Als Judith damit einverstanden war, berichtete er weiter, wie er neulich auf dem Wege den heimkehrenden Gutsherrn betrachtet und sich an seine Stelle gedacht, die Jungfer Judith aber an Stelle der Hausfrau. Und als er das rosige Licht sah, welches sich über die Wangen des geliebten Mädchens ergoß, schilderte er ihr die ganze Einrichtung des Gutes, erwähnte Gottlieb und Pieps und seine Beutepferde, so daß Judith, hingerissen durch die Beschreibung, auch ihrerseits von der Molkerei anfing, und daß sie eine gute Großmagd wisse; bis sie ihn endlich in die Kammer zog und bat, an die Wand zu klopfen. Sie freute sich, als er ihr bekannte, daß er nichts Auffälliges entdecken könne, und vertraute ihm ein Geheimnis des Hauses, daß die Wand doppelt war nach kluger Einrichtung des seligen Vaters. »Man kann nur vom Dachboden in den Raum, und ich zeige Euch den Zugang, darin aber steht eine große Truhe mit der Leinwand, die wir in all den Jahren gesponnen.« Und sie sagte stolz: »Es ist eine Ausstattung, wie für eine Kaufmannstochter, das ist mein Schatz. Das Haus ist öfter geplündert, mein Geheimnis haben die Räuber niemals entdeckt, für Wäsche brauchtet Ihr nimmer zu sorgen. Doch wir sind töricht,« fuhr sie kleinlaut fort, »denn wie wollt Ihr in diesem Lande zu einem Gute kommen?« Jetzt wurde Bernhard froh, führte sie wieder auf ihren Sitz und gestand ihr, daß es mit seinem Vermögen gar nicht dürftig stand und daß die Geschwister zu Nürnberg in guter Verwahrung noch Geld besaßen und Anteil an einer Handlung; so daß Judith erschrocken sagte: »Ich habe nicht gewußt, daß der Herr so viel vermag, wie darf ich für mich daran denken, in solchen Wohlstand zu treten?« Und er mußte viele Beredsamkeit anwenden, bis er sie wieder dazu brachte, seine Pläne anzuhören.
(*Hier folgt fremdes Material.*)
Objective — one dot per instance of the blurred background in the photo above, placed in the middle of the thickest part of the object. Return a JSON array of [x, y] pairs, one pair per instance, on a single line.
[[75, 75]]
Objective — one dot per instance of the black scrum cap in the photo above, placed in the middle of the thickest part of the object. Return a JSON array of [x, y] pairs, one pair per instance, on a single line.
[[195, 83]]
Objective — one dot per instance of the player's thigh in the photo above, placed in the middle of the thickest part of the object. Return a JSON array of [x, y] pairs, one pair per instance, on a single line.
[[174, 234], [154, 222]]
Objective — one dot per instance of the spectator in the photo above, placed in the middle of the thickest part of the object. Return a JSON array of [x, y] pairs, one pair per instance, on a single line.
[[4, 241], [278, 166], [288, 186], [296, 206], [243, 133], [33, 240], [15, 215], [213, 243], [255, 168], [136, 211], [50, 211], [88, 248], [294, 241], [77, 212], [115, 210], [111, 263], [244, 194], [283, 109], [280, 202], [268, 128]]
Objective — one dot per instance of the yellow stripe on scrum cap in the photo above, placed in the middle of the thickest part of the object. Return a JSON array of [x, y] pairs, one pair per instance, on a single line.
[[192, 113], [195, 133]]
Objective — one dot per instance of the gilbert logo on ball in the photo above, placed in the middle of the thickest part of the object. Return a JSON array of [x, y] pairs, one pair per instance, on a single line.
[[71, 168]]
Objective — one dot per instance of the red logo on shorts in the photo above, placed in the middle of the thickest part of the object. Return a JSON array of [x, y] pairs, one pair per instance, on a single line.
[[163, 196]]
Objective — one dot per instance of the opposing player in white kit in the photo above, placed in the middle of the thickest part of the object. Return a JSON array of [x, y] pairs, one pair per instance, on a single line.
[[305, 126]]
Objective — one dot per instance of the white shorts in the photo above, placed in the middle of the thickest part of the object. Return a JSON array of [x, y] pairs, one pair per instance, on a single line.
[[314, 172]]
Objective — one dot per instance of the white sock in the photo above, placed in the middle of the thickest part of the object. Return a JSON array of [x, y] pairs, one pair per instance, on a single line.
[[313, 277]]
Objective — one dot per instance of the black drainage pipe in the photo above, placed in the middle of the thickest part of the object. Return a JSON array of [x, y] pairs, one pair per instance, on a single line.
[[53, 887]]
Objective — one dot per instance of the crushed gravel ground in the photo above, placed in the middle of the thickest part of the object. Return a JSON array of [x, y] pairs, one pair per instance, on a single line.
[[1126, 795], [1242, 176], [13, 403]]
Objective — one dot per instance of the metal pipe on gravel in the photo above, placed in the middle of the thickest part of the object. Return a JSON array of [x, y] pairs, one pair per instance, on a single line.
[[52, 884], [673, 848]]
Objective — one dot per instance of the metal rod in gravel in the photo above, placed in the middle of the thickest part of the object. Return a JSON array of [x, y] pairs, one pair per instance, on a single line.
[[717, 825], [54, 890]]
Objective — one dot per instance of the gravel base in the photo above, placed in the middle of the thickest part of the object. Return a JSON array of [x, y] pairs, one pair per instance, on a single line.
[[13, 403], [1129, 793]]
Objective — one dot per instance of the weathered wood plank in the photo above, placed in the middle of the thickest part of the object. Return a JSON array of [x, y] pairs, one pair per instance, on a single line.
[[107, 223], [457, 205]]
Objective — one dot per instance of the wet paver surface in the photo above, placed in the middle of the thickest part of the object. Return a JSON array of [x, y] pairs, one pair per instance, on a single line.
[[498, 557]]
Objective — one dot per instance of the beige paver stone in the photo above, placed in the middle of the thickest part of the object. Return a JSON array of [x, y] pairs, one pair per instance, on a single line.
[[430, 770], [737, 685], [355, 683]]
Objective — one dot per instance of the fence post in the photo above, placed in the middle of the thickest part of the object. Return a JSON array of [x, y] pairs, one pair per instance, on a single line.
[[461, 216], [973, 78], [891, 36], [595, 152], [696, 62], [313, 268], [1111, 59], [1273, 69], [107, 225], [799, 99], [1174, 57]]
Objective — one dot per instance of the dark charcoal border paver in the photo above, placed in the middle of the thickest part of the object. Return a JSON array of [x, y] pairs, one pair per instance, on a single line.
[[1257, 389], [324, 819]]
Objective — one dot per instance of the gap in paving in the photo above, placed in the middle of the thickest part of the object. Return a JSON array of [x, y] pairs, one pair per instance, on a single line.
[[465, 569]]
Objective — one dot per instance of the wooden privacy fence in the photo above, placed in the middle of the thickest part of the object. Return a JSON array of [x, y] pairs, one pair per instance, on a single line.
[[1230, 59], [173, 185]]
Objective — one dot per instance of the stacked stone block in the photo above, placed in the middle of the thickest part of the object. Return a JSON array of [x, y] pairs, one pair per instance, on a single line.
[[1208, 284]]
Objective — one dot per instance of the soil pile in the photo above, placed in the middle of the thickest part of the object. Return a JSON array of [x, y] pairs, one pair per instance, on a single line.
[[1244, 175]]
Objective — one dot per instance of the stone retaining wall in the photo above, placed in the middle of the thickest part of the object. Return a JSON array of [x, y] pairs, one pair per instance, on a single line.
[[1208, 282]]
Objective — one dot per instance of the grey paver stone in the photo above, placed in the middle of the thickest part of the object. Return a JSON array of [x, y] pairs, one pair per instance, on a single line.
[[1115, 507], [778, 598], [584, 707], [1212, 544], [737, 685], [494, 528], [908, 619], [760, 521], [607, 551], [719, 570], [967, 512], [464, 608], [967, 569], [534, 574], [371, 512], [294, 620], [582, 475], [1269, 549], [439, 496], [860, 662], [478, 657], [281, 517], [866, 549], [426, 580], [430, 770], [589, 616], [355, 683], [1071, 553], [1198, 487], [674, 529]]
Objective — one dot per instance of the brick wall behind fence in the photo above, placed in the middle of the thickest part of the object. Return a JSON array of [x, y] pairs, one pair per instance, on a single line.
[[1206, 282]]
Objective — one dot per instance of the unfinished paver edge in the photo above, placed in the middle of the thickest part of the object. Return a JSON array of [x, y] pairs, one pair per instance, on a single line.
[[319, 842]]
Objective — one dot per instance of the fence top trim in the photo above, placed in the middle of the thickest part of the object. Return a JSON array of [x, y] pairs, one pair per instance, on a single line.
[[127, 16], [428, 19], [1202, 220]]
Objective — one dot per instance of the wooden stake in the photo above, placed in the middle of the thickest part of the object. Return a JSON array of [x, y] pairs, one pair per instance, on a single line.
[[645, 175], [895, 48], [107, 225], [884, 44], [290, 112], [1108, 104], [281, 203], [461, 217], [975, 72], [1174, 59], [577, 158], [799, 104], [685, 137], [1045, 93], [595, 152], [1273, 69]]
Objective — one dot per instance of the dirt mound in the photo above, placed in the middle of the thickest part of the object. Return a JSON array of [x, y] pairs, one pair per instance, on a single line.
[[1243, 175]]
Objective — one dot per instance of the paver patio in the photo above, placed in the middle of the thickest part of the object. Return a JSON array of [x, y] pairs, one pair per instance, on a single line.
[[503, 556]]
Als beide eine Weile emsig an dem Garn ihrer Zukunft gesponnen hatten, begann Judith: »Wisset, liebster Monsieur Bernhard, daß Euer Mädchen, wenn die Kriegsnot nicht wäre, Euch auch ein Gütchen zubringen könnte. Denn die lieben Eltern saßen auf einem schönen Freihof in dem Lande Schlesien nahe an dem Riesengebirge bei einem hohen Berg, den man die Eule nennt; dort bin ich geboren, und ich war neun Jahre alt, als wir die Gegend verlassen mußten.«

»Der Herr Vater war doch ein Geistlicher?« fragte Bernhard verwundert.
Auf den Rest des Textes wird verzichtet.